How the Feedback Framework Works
The core idea is to treat the space of possible LLM-generated domains as a search space, and to use symbolic feedback signals as a heuristic to navigate it. Rather than asking a model to generate a domain once and accepting the result, the framework runs multiple generations and evaluates each using two primary feedback mechanisms.
The first is landmarks — partial symbolic descriptions of key states or subgoals that a valid plan should pass through. These are derived from natural language descriptions augmented with a minimal amount of symbolic annotation, keeping the human effort low while providing meaningful structural guidance.
The second feedback source is VAL, a widely used plan validator that formally checks whether a generated domain and its associated plans are logically consistent. VAL's output — errors, warnings, or confirmation — feeds back into the search process, steering subsequent model generations toward better solutions.
The framework operates as an agentic loop: the language model generates a domain, receives feedback, and revises. This cycle continues until a domain passes quality thresholds or a generation budget is exhausted.
What the Experiments Show
The paper evaluates domain quality across several configurations, varying the type and combination of symbolic feedback provided. According to the authors, incorporating both landmark information and VAL validation feedback produces measurably better domains than either source alone — though specific numerical results have not undergone independent peer review at this stage.
The authors also note that the minimal symbolic augmentation requirement is a deliberate design choice. Requiring extensive hand-crafted symbolic input would undermine the practical value of using LLMs in the first place. The goal is to find the smallest useful signal that meaningfully improves output quality.
The heuristic search itself operates over model space — essentially, the distribution of outputs a model can produce given different prompts, temperatures, or reasoning traces. This framing is conceptually distinct from search within a fixed symbolic state space, and the paper's contribution lies partly in formalising that distinction.
The Broader Challenge of Neurosymbolic Planning
This research sits within a growing strand of work attempting to bridge neural language models and classical symbolic AI planning — sometimes called neurosymbolic AI. Classical planners are powerful and formally verifiable, but they require precisely specified domains that are expensive to write by hand. LLMs lower that authoring cost but introduce correctness risks. Frameworks like this one attempt to combine the benefits of both.

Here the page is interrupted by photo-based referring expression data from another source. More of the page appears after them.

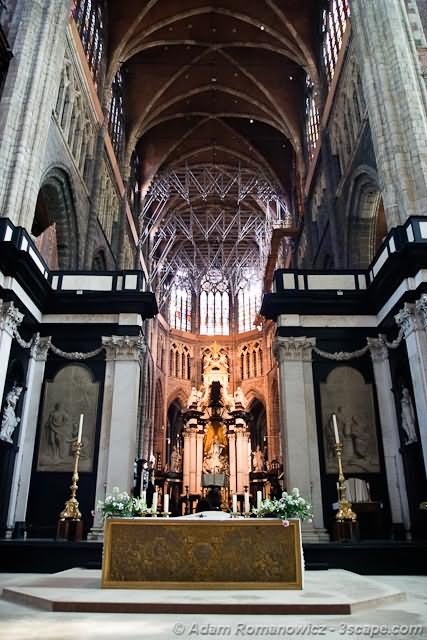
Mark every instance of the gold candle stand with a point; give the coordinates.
(345, 511)
(70, 525)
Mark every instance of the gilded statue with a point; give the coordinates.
(216, 432)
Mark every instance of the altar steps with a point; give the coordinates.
(374, 557)
(334, 592)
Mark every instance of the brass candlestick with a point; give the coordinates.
(71, 510)
(345, 511)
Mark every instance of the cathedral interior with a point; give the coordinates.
(213, 237)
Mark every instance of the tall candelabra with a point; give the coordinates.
(345, 511)
(71, 510)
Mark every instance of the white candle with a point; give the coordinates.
(234, 503)
(79, 434)
(246, 504)
(336, 434)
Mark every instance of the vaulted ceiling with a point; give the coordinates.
(217, 84)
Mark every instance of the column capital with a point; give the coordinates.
(421, 310)
(408, 319)
(10, 317)
(378, 348)
(40, 348)
(293, 348)
(124, 348)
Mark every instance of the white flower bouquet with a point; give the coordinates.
(290, 505)
(121, 505)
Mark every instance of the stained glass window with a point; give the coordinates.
(89, 20)
(214, 304)
(248, 301)
(116, 118)
(135, 183)
(312, 119)
(180, 305)
(333, 27)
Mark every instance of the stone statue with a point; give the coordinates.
(239, 397)
(9, 419)
(214, 461)
(216, 432)
(408, 416)
(258, 459)
(56, 431)
(176, 461)
(194, 398)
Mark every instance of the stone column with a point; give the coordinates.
(28, 97)
(199, 460)
(242, 459)
(395, 474)
(193, 460)
(412, 320)
(10, 319)
(232, 461)
(298, 426)
(186, 460)
(396, 98)
(118, 441)
(27, 433)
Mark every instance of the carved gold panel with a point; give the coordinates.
(209, 554)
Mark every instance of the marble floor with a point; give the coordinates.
(399, 619)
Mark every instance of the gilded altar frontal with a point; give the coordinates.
(202, 554)
(213, 299)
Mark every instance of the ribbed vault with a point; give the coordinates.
(215, 87)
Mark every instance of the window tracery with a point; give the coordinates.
(214, 304)
(116, 119)
(74, 118)
(333, 27)
(251, 361)
(109, 204)
(312, 119)
(135, 183)
(248, 301)
(180, 305)
(88, 17)
(180, 361)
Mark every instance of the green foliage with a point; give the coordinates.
(290, 505)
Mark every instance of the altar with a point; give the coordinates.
(202, 553)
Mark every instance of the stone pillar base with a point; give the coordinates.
(312, 535)
(96, 534)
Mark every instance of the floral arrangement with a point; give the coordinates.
(121, 504)
(290, 505)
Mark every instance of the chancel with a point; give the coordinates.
(213, 289)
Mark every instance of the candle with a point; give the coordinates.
(234, 503)
(79, 434)
(336, 434)
(246, 502)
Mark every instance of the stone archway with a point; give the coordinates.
(54, 224)
(174, 429)
(366, 221)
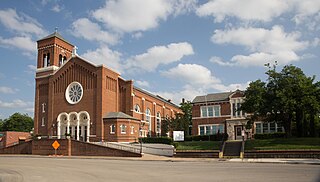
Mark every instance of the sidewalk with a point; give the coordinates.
(149, 157)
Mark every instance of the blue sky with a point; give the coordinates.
(175, 48)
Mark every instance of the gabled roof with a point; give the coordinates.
(224, 96)
(118, 115)
(155, 96)
(55, 34)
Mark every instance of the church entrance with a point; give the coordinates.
(74, 125)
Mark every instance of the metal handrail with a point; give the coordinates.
(118, 146)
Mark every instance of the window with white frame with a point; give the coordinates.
(137, 108)
(235, 108)
(210, 111)
(211, 129)
(42, 121)
(112, 129)
(43, 107)
(148, 115)
(268, 127)
(158, 123)
(123, 129)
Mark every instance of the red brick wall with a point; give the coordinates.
(87, 149)
(44, 147)
(22, 148)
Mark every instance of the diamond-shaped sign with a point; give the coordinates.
(56, 145)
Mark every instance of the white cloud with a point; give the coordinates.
(92, 31)
(22, 24)
(262, 10)
(139, 15)
(193, 74)
(23, 43)
(106, 56)
(316, 42)
(142, 83)
(32, 67)
(158, 55)
(129, 16)
(56, 8)
(8, 90)
(264, 45)
(15, 104)
(198, 80)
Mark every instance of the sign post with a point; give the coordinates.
(55, 145)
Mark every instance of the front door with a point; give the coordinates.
(238, 130)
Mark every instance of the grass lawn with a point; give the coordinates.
(283, 144)
(199, 145)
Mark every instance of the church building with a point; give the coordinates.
(76, 98)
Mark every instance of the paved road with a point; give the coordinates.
(91, 170)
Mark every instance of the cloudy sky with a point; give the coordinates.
(175, 48)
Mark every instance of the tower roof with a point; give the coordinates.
(55, 34)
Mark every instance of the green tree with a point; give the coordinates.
(180, 122)
(18, 122)
(288, 97)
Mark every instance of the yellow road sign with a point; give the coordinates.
(56, 145)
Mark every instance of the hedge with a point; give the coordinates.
(163, 140)
(215, 137)
(270, 135)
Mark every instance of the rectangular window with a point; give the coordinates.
(234, 109)
(221, 128)
(272, 128)
(112, 129)
(201, 128)
(258, 127)
(210, 111)
(43, 107)
(238, 109)
(265, 128)
(216, 111)
(42, 121)
(208, 130)
(123, 129)
(204, 111)
(215, 129)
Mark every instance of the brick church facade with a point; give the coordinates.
(76, 98)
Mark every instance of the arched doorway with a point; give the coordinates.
(76, 125)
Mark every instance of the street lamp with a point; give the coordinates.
(140, 129)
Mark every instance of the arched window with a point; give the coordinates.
(158, 124)
(48, 59)
(123, 129)
(112, 129)
(148, 115)
(45, 62)
(60, 60)
(137, 108)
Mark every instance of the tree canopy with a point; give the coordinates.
(288, 97)
(17, 122)
(181, 121)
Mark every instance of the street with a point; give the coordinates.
(46, 169)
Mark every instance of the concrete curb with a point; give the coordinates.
(148, 157)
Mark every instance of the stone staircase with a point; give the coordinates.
(232, 149)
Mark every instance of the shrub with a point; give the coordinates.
(215, 137)
(163, 140)
(270, 135)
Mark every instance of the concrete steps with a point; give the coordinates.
(232, 149)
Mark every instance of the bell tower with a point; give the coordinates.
(53, 52)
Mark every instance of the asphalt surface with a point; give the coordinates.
(53, 169)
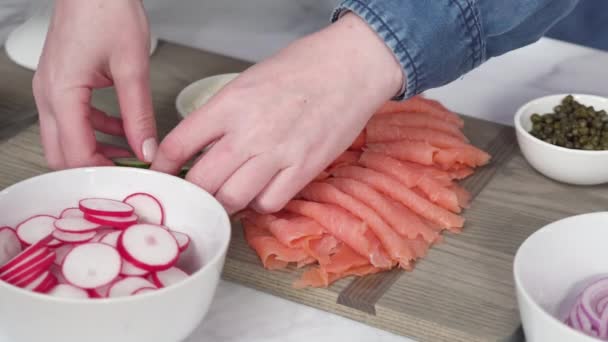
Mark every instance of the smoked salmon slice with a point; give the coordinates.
(396, 246)
(271, 252)
(345, 227)
(402, 193)
(420, 120)
(411, 178)
(401, 218)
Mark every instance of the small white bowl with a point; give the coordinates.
(167, 315)
(198, 93)
(562, 164)
(551, 267)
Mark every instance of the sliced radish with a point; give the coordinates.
(144, 290)
(35, 228)
(68, 291)
(25, 264)
(147, 207)
(149, 246)
(111, 239)
(73, 237)
(127, 286)
(128, 269)
(33, 270)
(71, 212)
(61, 252)
(105, 207)
(55, 243)
(183, 240)
(91, 265)
(102, 292)
(10, 246)
(26, 253)
(168, 277)
(39, 280)
(116, 222)
(76, 225)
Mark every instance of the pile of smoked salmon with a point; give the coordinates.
(381, 204)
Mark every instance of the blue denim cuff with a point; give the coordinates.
(434, 41)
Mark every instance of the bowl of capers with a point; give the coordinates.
(565, 137)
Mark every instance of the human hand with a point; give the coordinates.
(281, 122)
(94, 44)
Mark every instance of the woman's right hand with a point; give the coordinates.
(94, 44)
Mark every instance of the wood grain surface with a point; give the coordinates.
(462, 291)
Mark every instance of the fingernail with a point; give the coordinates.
(149, 148)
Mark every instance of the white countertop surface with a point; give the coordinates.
(493, 91)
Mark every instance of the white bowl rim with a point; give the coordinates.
(180, 96)
(524, 292)
(523, 109)
(109, 301)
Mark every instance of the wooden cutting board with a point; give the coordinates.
(462, 291)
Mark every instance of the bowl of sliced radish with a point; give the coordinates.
(108, 254)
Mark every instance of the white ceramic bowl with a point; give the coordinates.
(550, 269)
(559, 163)
(167, 315)
(198, 93)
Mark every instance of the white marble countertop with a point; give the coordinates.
(493, 91)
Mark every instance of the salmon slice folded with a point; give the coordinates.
(402, 193)
(345, 228)
(271, 252)
(396, 246)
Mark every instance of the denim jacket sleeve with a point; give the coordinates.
(437, 41)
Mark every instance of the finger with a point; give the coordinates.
(247, 182)
(188, 138)
(280, 190)
(111, 151)
(217, 165)
(49, 135)
(76, 134)
(106, 124)
(133, 91)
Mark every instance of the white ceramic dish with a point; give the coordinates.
(550, 269)
(559, 163)
(198, 93)
(168, 315)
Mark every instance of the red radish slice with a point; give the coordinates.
(73, 237)
(183, 240)
(61, 252)
(10, 246)
(116, 222)
(149, 246)
(91, 265)
(33, 270)
(102, 292)
(127, 286)
(76, 225)
(26, 254)
(144, 290)
(169, 277)
(39, 280)
(68, 291)
(26, 263)
(111, 239)
(71, 212)
(35, 228)
(147, 207)
(54, 243)
(128, 269)
(105, 207)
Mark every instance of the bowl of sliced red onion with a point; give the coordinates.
(561, 278)
(108, 254)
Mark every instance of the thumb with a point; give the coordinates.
(134, 98)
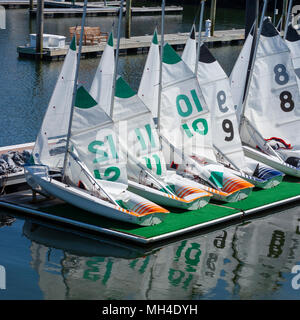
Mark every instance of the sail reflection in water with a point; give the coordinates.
(250, 260)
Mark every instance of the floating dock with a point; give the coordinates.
(136, 45)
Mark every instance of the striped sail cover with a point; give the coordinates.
(273, 104)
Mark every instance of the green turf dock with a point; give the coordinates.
(177, 222)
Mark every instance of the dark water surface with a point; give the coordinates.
(251, 259)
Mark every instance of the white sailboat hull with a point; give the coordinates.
(271, 161)
(85, 201)
(196, 202)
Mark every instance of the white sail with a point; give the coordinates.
(272, 106)
(95, 140)
(137, 131)
(149, 94)
(184, 116)
(238, 75)
(216, 90)
(189, 54)
(50, 144)
(101, 88)
(293, 42)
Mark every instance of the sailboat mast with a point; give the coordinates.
(252, 62)
(74, 88)
(162, 43)
(288, 18)
(111, 113)
(199, 36)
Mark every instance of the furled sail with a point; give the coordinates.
(50, 144)
(184, 117)
(272, 107)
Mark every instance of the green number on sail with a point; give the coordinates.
(157, 161)
(183, 99)
(221, 97)
(281, 75)
(115, 171)
(93, 147)
(101, 155)
(228, 128)
(195, 126)
(287, 103)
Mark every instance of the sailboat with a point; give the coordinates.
(268, 104)
(147, 172)
(215, 87)
(79, 160)
(293, 42)
(186, 138)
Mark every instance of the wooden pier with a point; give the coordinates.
(51, 3)
(137, 45)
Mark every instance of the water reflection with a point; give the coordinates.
(244, 261)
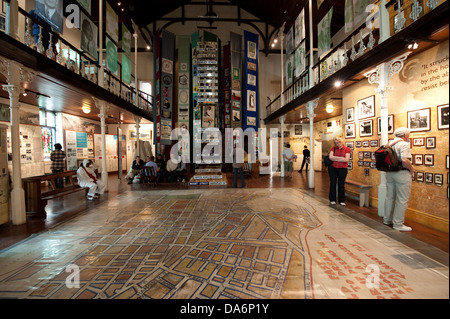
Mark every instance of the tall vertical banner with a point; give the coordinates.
(251, 96)
(236, 64)
(166, 85)
(157, 93)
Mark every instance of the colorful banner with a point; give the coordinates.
(251, 111)
(167, 85)
(184, 66)
(324, 33)
(236, 63)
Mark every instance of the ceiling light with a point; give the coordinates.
(330, 108)
(86, 109)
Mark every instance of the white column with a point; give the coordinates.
(281, 35)
(381, 75)
(15, 75)
(311, 106)
(12, 19)
(282, 118)
(137, 119)
(101, 72)
(103, 107)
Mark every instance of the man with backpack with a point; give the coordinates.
(399, 182)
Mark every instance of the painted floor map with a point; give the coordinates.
(217, 244)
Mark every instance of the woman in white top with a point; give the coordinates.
(87, 178)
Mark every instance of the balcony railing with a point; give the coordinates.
(64, 53)
(361, 40)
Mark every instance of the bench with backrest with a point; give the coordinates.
(40, 189)
(363, 191)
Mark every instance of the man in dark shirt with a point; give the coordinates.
(136, 167)
(306, 156)
(58, 164)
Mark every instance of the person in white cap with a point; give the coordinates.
(399, 182)
(87, 178)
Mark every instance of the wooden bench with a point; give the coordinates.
(37, 195)
(149, 176)
(363, 192)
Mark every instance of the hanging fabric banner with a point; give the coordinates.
(166, 85)
(236, 63)
(251, 111)
(157, 93)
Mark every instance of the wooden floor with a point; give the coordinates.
(65, 208)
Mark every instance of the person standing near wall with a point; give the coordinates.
(340, 155)
(58, 164)
(306, 158)
(399, 183)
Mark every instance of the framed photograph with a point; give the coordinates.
(439, 179)
(419, 120)
(418, 141)
(419, 177)
(350, 114)
(443, 117)
(366, 107)
(428, 159)
(431, 142)
(390, 124)
(366, 128)
(350, 130)
(418, 159)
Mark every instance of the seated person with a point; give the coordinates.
(152, 163)
(87, 178)
(135, 169)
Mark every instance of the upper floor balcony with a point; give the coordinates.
(390, 29)
(67, 75)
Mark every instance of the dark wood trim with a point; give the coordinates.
(395, 45)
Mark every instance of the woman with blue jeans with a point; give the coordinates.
(340, 155)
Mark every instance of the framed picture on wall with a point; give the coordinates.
(350, 114)
(350, 130)
(419, 120)
(366, 128)
(431, 142)
(418, 159)
(390, 124)
(419, 177)
(438, 179)
(418, 141)
(443, 117)
(428, 159)
(366, 107)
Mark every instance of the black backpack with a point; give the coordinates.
(387, 159)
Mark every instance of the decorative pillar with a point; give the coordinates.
(282, 119)
(15, 75)
(12, 19)
(137, 119)
(103, 107)
(281, 35)
(381, 75)
(311, 106)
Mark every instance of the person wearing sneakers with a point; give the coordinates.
(340, 155)
(87, 178)
(399, 183)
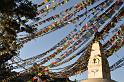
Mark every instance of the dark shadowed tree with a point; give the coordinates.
(11, 13)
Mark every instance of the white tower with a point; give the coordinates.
(98, 67)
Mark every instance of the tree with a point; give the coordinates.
(11, 12)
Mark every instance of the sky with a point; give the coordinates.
(42, 44)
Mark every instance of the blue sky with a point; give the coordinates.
(41, 44)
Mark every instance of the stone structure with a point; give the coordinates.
(98, 67)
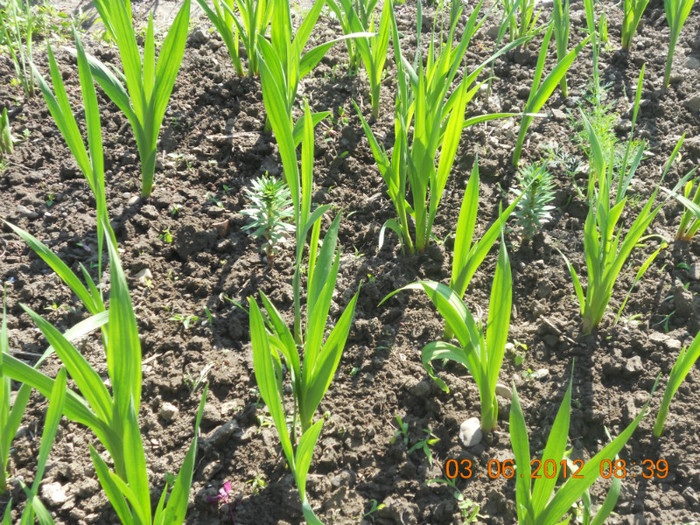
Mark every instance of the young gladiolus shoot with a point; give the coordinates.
(209, 209)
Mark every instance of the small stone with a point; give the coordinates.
(149, 211)
(215, 211)
(540, 374)
(221, 434)
(470, 432)
(666, 341)
(420, 389)
(53, 494)
(211, 414)
(168, 412)
(694, 272)
(211, 469)
(503, 391)
(693, 103)
(492, 32)
(221, 227)
(144, 276)
(634, 365)
(683, 301)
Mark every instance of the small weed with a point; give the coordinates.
(424, 444)
(402, 432)
(258, 483)
(166, 236)
(194, 382)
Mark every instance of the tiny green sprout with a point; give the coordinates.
(468, 509)
(166, 236)
(376, 506)
(214, 200)
(184, 319)
(258, 483)
(424, 444)
(603, 28)
(194, 382)
(533, 210)
(517, 350)
(402, 432)
(6, 146)
(269, 211)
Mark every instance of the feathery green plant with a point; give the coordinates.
(240, 21)
(17, 28)
(540, 503)
(481, 349)
(372, 50)
(6, 146)
(676, 13)
(143, 90)
(605, 247)
(536, 186)
(632, 14)
(270, 209)
(541, 90)
(684, 363)
(468, 254)
(270, 336)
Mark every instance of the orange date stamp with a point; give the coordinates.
(550, 469)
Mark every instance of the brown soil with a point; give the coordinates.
(212, 145)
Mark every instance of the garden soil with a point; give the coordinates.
(192, 268)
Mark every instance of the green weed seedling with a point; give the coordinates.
(270, 211)
(540, 502)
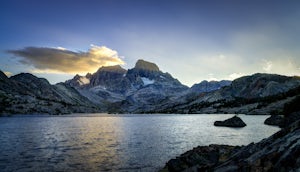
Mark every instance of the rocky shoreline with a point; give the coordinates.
(279, 152)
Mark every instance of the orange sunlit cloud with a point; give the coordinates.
(61, 60)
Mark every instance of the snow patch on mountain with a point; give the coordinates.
(147, 81)
(83, 80)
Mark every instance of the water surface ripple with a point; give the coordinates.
(94, 142)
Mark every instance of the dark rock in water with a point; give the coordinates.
(274, 120)
(204, 156)
(279, 152)
(231, 122)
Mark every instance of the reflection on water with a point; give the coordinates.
(118, 143)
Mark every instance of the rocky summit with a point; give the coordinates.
(139, 89)
(146, 89)
(27, 94)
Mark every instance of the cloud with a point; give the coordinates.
(267, 65)
(61, 60)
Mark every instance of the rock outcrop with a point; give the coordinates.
(279, 152)
(276, 120)
(209, 86)
(255, 94)
(27, 94)
(137, 90)
(231, 122)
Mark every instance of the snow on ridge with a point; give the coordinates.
(83, 80)
(147, 81)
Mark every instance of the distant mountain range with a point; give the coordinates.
(142, 89)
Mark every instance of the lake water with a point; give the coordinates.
(102, 142)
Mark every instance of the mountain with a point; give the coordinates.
(205, 86)
(145, 89)
(134, 90)
(254, 94)
(26, 94)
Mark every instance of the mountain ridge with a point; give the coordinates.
(145, 89)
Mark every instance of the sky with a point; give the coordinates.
(193, 40)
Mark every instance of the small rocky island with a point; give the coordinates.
(279, 152)
(231, 122)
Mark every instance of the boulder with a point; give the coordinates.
(231, 122)
(279, 152)
(274, 120)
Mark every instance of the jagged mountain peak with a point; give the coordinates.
(145, 65)
(2, 75)
(116, 69)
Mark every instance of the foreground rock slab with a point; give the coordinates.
(231, 122)
(276, 120)
(279, 152)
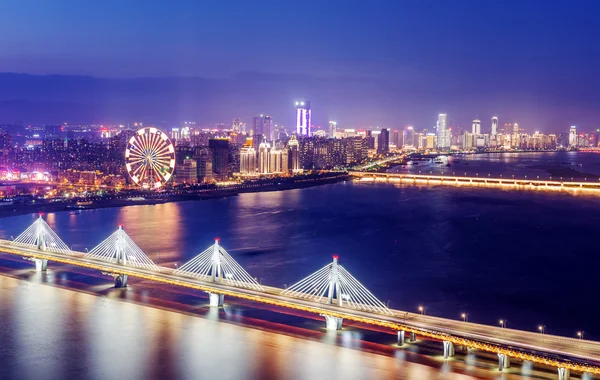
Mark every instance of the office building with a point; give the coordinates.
(332, 129)
(573, 137)
(443, 133)
(476, 128)
(494, 130)
(247, 160)
(220, 158)
(383, 141)
(303, 118)
(293, 147)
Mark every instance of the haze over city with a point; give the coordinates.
(386, 189)
(365, 64)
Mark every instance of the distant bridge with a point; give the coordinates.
(331, 292)
(592, 186)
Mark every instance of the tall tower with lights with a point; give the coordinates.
(303, 118)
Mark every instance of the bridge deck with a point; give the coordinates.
(575, 354)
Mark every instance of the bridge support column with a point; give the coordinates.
(216, 300)
(400, 338)
(503, 362)
(564, 374)
(40, 265)
(120, 280)
(448, 349)
(333, 323)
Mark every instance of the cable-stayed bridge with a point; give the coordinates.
(332, 292)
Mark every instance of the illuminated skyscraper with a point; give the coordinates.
(263, 158)
(303, 118)
(494, 126)
(220, 158)
(443, 133)
(236, 125)
(409, 137)
(573, 136)
(515, 138)
(257, 126)
(268, 128)
(294, 154)
(247, 160)
(332, 129)
(476, 130)
(383, 141)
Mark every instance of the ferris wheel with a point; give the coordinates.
(150, 158)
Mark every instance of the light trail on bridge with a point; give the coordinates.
(514, 343)
(214, 272)
(487, 182)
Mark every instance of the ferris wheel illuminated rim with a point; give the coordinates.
(150, 158)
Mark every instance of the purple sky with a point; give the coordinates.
(386, 63)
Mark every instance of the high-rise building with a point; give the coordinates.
(303, 118)
(257, 125)
(267, 131)
(476, 130)
(275, 161)
(494, 130)
(187, 172)
(395, 138)
(236, 125)
(383, 141)
(204, 165)
(220, 158)
(409, 137)
(175, 135)
(263, 157)
(443, 133)
(247, 160)
(293, 147)
(332, 129)
(573, 136)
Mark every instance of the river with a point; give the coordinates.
(529, 258)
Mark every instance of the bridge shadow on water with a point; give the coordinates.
(269, 319)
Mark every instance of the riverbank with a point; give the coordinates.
(177, 196)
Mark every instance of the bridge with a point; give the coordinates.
(485, 181)
(331, 292)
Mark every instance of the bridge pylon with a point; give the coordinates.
(340, 288)
(214, 264)
(41, 237)
(119, 248)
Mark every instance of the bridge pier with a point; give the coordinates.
(40, 264)
(400, 338)
(216, 300)
(564, 374)
(120, 280)
(333, 323)
(448, 349)
(503, 362)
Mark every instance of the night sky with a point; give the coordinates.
(387, 63)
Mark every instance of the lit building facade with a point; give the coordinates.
(303, 118)
(443, 133)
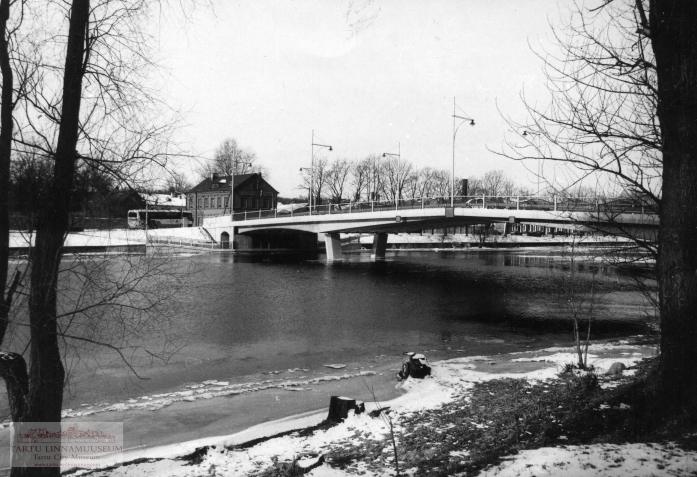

Several research groups have explored related directions, including using LLMs as heuristics within planners, or using planners to verify LLM-generated task decompositions. This paper's specific contribution — treating model outputs as a search space navigated by symbolic validators — adds a concrete mechanism to that broader programme.
The work also has practical relevance beyond academic benchmarks. Industries that use automated planning — supply chain management, robotics, game AI, and medical protocol design — face the same bottleneck: domain authoring is a specialist skill in short supply. A reliable natural-language-to-domain pipeline would meaningfully lower that barrier.
What This Means
For developers and researchers working with automated planners, this framework offers a concrete method for improving LLM-generated planning domains without requiring deep symbolic expertise from end users — provided the feedback loop and minimal symbolic annotations are correctly configured.